Neck and back

To prevent the overload on your back

Protect your backbone with the following exercises

Seesaw

Aim of the exercise
The correct body position is very important when practicing trekking. If the muscles of the back are in bad shape and if we force a heavy load on them, it could result in a painful intervertebral disk hernia that can become chronic.

Exercise
Lay flat on the stomach on a smooth and clean surface, and stretch the body until adopting an upward curved form. Then we a start a rocking movement with the head. We keep this position for as long as we can stand it and we repeat the movement three times. Keeping the tension of the body as log as possible is more important than the rocking movement.

Arm Flexing

Aim of the exercise
This exercise is especially important to counteract the backpack load over the upper back and shoulders. The backpack pulls down and back at the same time, acting as an antagonist to the muscles of the chest (m. pectoralis).

Exercise
This well-known workout can be done in two variants. We begin with the knees half-flexed. The exercise is done in three series with as much repetitions as possible.
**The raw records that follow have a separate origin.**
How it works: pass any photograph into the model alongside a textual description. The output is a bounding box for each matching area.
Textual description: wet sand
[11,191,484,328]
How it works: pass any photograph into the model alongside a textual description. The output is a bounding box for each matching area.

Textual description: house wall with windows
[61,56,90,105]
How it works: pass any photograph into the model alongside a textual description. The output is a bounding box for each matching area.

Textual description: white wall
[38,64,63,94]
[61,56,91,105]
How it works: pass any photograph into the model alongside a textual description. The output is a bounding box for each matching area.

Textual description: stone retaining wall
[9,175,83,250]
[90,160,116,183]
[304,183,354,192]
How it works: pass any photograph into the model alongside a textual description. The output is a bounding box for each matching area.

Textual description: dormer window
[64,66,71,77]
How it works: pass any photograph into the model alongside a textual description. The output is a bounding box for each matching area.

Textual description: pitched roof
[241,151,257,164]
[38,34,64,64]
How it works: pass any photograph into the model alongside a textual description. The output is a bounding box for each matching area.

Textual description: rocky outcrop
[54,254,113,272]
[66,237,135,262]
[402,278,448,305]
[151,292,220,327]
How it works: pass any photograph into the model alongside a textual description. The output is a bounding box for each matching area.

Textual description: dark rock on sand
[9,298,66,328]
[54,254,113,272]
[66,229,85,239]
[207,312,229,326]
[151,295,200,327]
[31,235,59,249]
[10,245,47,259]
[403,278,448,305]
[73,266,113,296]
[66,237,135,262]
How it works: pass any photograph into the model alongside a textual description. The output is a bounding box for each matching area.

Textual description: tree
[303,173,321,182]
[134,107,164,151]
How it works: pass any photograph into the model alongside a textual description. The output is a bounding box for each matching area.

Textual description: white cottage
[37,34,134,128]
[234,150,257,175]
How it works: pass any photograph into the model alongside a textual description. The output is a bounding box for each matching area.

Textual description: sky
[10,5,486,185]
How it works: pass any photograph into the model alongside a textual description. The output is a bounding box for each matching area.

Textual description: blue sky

Better trained people do the exercise on their tiptoes.

Shoulder Lift

Aim of the exercise
This exercise aims to strengthen the muscles of the neck, which carry load during excursions and, if overloaded, can cause headaches and nausea.

Exercise
Standing up in the basic position, the shoulders are extended to the sides with a the back straight. We take a weight up to the abdomen level and we move it by lifting the shoulders (up and down movement). At the same time, we do a slow circular movement with the shoulders, stopping briefly at the highest point and the continuing with the movement. The extension of the movement is quite slight, but the effect, however, is amazing. The workout is done in three series of 20-30 repetitions each.

Rowing

Aim of the exercise
The upper back musculature has a particular tendency to weaken. Therefore, it should be included in as many workouts as possible. The rowing exercise works on the muscles of the shoulder blades zone (trapezius and rhomboid muscles), on which the backpack straps lean directly.

Exercise
We must start by standing up with the shoulders extended to the sides; then we bend the upright back forward while at the same time we lift a weight from the flexed knee up until the hip. The elbows must be close to the body. Instead of large weights, you can use hand weights or large plastic bottles full of water. During the exercise, we must pay attention to verify that at the end of the tension phase, the shoulder blades touch each other slightly. It is also important to tense the lower back muscles and to prevent at any price the bending of the back. Therefore, we must lean forward, with the back straight and the chest outward.